I once watched a Japanese anime that featured a robot working in a library.  The robot shelved, straightened, and maintained order of the books by running on a track that circumnavigated all the shelves in the building.  The anime took place in a near-future Japan, when all paper documents were rendered obsolete.  While we are a long way off from having robots in public libraries (budget constraints and cuts), there is a common belief that libraries are obsolete as well.

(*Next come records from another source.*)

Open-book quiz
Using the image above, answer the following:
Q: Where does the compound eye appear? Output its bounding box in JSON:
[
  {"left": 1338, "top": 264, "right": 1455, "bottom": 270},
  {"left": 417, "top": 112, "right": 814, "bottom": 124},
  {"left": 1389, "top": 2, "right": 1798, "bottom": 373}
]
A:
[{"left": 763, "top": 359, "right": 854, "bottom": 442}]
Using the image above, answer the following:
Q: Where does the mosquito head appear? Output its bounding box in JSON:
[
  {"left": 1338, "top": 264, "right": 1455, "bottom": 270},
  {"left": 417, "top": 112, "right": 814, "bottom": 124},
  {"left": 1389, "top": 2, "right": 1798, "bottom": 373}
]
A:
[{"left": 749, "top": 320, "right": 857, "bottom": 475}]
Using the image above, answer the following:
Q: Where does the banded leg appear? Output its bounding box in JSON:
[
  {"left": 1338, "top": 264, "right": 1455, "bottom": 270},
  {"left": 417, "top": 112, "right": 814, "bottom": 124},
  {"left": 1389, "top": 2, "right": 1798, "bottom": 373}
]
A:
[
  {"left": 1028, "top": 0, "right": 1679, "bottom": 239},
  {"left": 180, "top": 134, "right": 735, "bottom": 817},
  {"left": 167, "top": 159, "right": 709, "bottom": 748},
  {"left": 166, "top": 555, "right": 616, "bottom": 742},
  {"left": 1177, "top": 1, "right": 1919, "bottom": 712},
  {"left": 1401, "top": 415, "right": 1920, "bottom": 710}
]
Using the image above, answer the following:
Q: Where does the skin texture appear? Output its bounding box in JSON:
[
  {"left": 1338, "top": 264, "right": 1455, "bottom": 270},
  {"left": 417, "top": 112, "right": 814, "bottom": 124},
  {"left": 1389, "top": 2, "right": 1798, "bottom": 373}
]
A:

Libraries are the furthest thing from being obsolete, but robots have apparently gained enough artificial intelligence to find lost books, however.  Popsci shares the story in “Robo Librarian Tracks Down Misplaced Book.”  It explains a situation that librarians hate to deal with: people misplacing books on shelves instead of letting the experts put them back.  Libraries rely on books being in precise order and if they are in the wrong place, they are as good as lost.  Fancy libraries, like a research library at the University of Chicago, have automated the process, but it is too expensive and unrealistic to deploy.  There is another option:

A*STAR roboticists have created an autonomous shelf-scanning robot called AuRoSS that can tell which books are missing or out of place. Many libraries have already begun putting RFID tags on books, but these typically must be scanned with hand-held devices. AuRoSS uses a robotic arm and RFID scanner to catalogue book locations, and uses laser-guided navigation to wheel around unfamiliar bookshelves. AuRoSS can be programmed to scan the library shelves at night and instruct librarians how to get the books back in order when they arrive in the morning.

Manual labor is still needed to put the books in order after the robot does its work at night.   But what happens when someone needs help with research, finding an obscure citation, evaluating information, and even using the Internet correctly?  Yes, librarians are still needed.  Who else is going to interpret data, guide research, guard humanity’s knowledge?